И поднялся, давая понять, что разговор окончен. Выходя от него, я уже знал, что победил.
* * *
…День, который предшествовал той страшной ночи, когда не стало Агнешки, начался с головной боли. На топчане у Пламена я отмял себе бока, у меня ломила поясница, шумело в ушах – словом, я ощущал все тридцать семь признаков горького похмелья. Пламен хотел подлечить меня, но я, вспомнив Вовочку – божьего человека, отказался от «лекарства». Друг мой, как уже отмечалось, был философом-любителем, то есть, любил порассуждать на темы, которые нормальным людям не должны приходить на ум. В частности, одно время он пропагандировал идею искупительного отказа от спасительной рюмки и соленого огурца, когда похмелье такое, что впору лезть в петлю. Смысл идеи заключался в том, что полученное накануне удовольствие необходимо уравновесить соразмерным страданием. Я высоко оценил это его ноу-хау, но на всякий случай посоветовал ему свернуть рекламную компанию, пока о ней не прознали алконавты, которые сначала его прибьют, а потом придут помянуть всей оравой, уравновесив тем самым наслаждение страданием. Но вот прошли годы, и я сам решил уравновеситься, что говорило о проблемах с нервами. Состояние мое было таким поганым, что я даже не полез в море, чтобы освежиться…

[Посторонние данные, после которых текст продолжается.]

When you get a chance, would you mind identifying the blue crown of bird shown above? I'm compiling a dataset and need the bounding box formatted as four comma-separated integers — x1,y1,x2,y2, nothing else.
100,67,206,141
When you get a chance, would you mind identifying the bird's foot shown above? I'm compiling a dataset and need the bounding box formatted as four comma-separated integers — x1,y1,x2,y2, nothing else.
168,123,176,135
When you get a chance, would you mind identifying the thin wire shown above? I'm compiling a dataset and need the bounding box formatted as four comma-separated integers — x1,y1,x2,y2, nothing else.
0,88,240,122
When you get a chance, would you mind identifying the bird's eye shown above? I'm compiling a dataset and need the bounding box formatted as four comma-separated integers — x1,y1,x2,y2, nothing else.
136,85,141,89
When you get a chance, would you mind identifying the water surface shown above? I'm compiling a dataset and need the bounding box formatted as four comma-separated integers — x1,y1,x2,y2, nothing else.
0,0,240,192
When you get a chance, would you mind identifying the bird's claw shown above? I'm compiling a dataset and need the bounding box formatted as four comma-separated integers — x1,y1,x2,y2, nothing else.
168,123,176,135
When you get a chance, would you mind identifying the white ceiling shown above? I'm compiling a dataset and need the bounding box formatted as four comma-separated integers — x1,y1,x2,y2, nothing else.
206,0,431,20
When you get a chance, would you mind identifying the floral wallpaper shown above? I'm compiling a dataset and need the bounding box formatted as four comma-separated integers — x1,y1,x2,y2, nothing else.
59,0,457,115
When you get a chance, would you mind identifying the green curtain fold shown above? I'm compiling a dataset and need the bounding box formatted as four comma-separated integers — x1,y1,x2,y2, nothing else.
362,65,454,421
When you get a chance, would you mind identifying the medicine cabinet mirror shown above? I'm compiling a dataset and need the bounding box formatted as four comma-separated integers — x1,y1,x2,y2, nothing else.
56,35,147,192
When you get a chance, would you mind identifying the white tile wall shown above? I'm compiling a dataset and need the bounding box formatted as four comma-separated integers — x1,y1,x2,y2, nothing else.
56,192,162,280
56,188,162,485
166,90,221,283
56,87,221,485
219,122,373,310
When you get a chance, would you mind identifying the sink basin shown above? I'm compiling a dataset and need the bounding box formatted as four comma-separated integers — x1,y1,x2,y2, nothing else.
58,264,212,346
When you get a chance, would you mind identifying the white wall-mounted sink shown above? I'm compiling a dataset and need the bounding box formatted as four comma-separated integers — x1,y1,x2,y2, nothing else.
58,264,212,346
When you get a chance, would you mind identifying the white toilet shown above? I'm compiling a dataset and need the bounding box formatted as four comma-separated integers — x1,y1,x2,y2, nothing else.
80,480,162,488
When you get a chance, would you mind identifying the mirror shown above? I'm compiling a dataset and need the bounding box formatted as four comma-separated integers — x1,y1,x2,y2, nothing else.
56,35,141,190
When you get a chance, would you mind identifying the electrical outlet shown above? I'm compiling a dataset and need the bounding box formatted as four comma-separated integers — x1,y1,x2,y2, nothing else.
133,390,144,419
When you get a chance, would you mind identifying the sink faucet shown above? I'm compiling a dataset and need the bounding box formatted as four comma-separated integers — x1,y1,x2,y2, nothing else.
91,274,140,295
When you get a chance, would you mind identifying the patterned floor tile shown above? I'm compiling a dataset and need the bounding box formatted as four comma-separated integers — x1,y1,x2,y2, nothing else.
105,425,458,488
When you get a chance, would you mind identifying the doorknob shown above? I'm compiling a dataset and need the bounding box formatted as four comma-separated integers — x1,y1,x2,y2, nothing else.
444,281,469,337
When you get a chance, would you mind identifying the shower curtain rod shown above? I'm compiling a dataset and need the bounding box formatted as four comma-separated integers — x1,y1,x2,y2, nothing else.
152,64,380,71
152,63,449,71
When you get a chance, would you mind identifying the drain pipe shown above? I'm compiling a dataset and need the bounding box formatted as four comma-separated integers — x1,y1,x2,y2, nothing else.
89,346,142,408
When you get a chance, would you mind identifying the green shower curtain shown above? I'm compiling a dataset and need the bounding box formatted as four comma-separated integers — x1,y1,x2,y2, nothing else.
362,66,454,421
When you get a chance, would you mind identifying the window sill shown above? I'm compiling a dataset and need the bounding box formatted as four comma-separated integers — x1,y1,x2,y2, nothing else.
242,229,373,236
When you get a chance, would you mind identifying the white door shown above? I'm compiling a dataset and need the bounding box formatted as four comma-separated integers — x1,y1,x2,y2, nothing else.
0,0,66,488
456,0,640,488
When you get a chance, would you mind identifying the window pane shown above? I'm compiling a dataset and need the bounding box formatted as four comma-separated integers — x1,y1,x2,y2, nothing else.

Комбат хмуро оглядел меня и выразил удовлетворение, что осталось всего три дня до отбытия с передовой. Я лег в постель, и, к счастью, быстро уснул, а к обеду, после душа был уже совсем другим человеком.
На пляже я встретил Лидию. Она была одна и явно ждала меня, судя по радостной улыбке, которой она встретила мое появление, и скрытой ласке, перепавшей моей левой коленке.
– Как съездили? – спросил я, чувствуя, что желания во всем своем разнообразии вновь возвращаются ко мне.
– Аа… – махнула она рукой. – Одни совещания. Генерал Ярузельский, кажется, хочет сам все решить. Без ваших войск.
– Но это же хорошо? Или нет?
– Я скучала по тебе, – сказала она, проигнорировав мои вопросы и вновь украдкой касаясь меня.
– А где остальные? – спросил я, также не отвечая на ее признание.
– Кто тебя больше интересует – Гжегош или…
– И Гжегош, и «или», – ответил я.
– Гжегош сидит с бумагами и приглядывает за «или», которая неважно себя чувствует, – сказала Лидия. – Что ты с ней сделал?
– Ничего такого, от чего она могла бы чувствовать себя неважно, – сказал я. – Пан Гжегош на этот раз добился твоей благосклонности?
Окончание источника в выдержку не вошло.